I can't believe I've been so neglectful as to not blog here for nearly a month. Not only that, I'm sorry to report that so far I have made zero progress on any of my New Year's resolutions as delineated in my previous post. Not that I've been lazy. Nope. Just exhausted, and busy.
Fortunately, I have high hopes that, from now on, I'll be not only blogging more but perhaps even reincorporating things like artwork and exercise and hobbies and (gasp!) FUN. Rob's art exhibit went up in the MJC campus gallery last week (see photo at right), which means he doesn't have to spend every waking non-teaching hour out in the studio, which means I get more help around the house again and get to see him more (although, time-management-wise, those might cancel each other out). And, after this week, I won't have such a conglomeration of book-related activities keeping me occupied.
One of those book-related activities was my first ever school visit yesterday, to Oakdale Junior High. I read parts of my book to two groups of kids in the library, talked a little about how I got published and the writing process, and answered questions. My favorite question might have been "what's a good first step to take if I want to be a writer?" And, I loved the girl who came up to me and said she's writing a novel, too. That's some ambition.
I was at least 15 or 16 before I tried to start writing a novel, and I certainly never finished any of those "early works" (well, all 2 of them). I think the first one was the ill-fated cyberpunk reinterpretation of The Nutcracker--entitled, of course, NetCracker. Or possibly it was the other untitled cyberthriller about the guy with the cyber-hand who is assigned to infiltrate a high-tech corporation, who meets and teams up with a teenage punk girl with a genius for gadgets and a penchant for running away from home. I even outlined most of that one in great detail, and wrote at least 30 or 40 pages. It starts with the rather cringe-worthy line "The sweat ran down Ian's body in rivulets as he staggered out of the room where he had just passed his physical endurance test." Eww.
Still, I suppose those are probably better than my other attempts at the time--the one-act play about a waiting room that was a metaphor for death; the SOOOOPER lame vampire-lust short story that nobody, I repeat NOBODY should ever read; or the one simply titled "MYSTERY" that seems to be a pseudo-Victorian tale set in Drury Lane, London and riddled with Dickensian stereotype characters like the former street waif Tommy and the unfortunately-named Jenny Robinthwaite. I might have been 13 or 14 when I wrote that one. It boasts such great lines as "Ask me not why" and "Sleep now, you scalawag" and "I've never seen a better fight in my life!"

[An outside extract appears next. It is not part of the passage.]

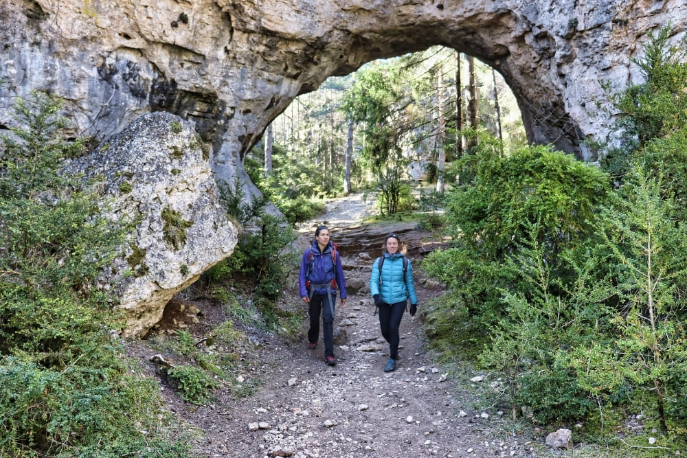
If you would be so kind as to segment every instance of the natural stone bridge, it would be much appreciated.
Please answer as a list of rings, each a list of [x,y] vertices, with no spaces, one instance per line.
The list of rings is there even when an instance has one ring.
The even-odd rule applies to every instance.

Amusing as my early writings seem to me now, I wonder what would have happened if I'd had a chance to meet an author when I was younger, to ask questions about what it was like to be a writer and how to get there. Probably nothing, since I was pretty darn focused on being an artist, but still. Maybe I would have spent more time on it. Or, on the other hand, maybe I wouldn't have taken so many risks with my writing, tried so many odd (some might say ridiculous) ideas. I mean, there's nothing like education to make you suddenly wonder what you're doing wrong. So maybe it worked out for the best after all, eh?
4 comments:
Ask me not why for what the bell is tolling...eth... Heh. At least you were trying to write something INTERESTING. I'm still cringing at the detective series I wrote at 13, starring This Boy I Liked as my police captain.
I'd rather have written bad steampunk...
I'm glad to hear your school visit went well. I am in front of audiences fairly regularly, but I think I'd need something strong to get me through sharing my own work in a school environment like that.
And OMG "NetCracker" is such an amazingly funny cringey wonderful title. I want it to be a book *and* a movie.
i so wish i had the writing of my youth but i suspect i purged it as i periodically did with most creative output (paintings included) for the first 30 years or so of my life.
but i have to say... NetCracker, for some reason the first thing that popped into my head was you outlining that and then having different authors handle each chapter. i have no idea why a mash-up like that popped into my head, but there you go.
I'm sorry to report, guys, that NetCracker (like 99% of the poetry I wrote at the time) should never see the light of day. I promise. Although, if I find an amusing excerpt, I promise to post it here.
I probably should purge some of that stuff--I think I did purge some, or some has been lost in a box somewhere--but I have a sentimental attachment to what's left of it, even if most of it now makes me want to run screaming. What I like is that it reminds me of that feeling when I used to write purely for enjoyment, out of inspiration and inner drive. A valuable reminder!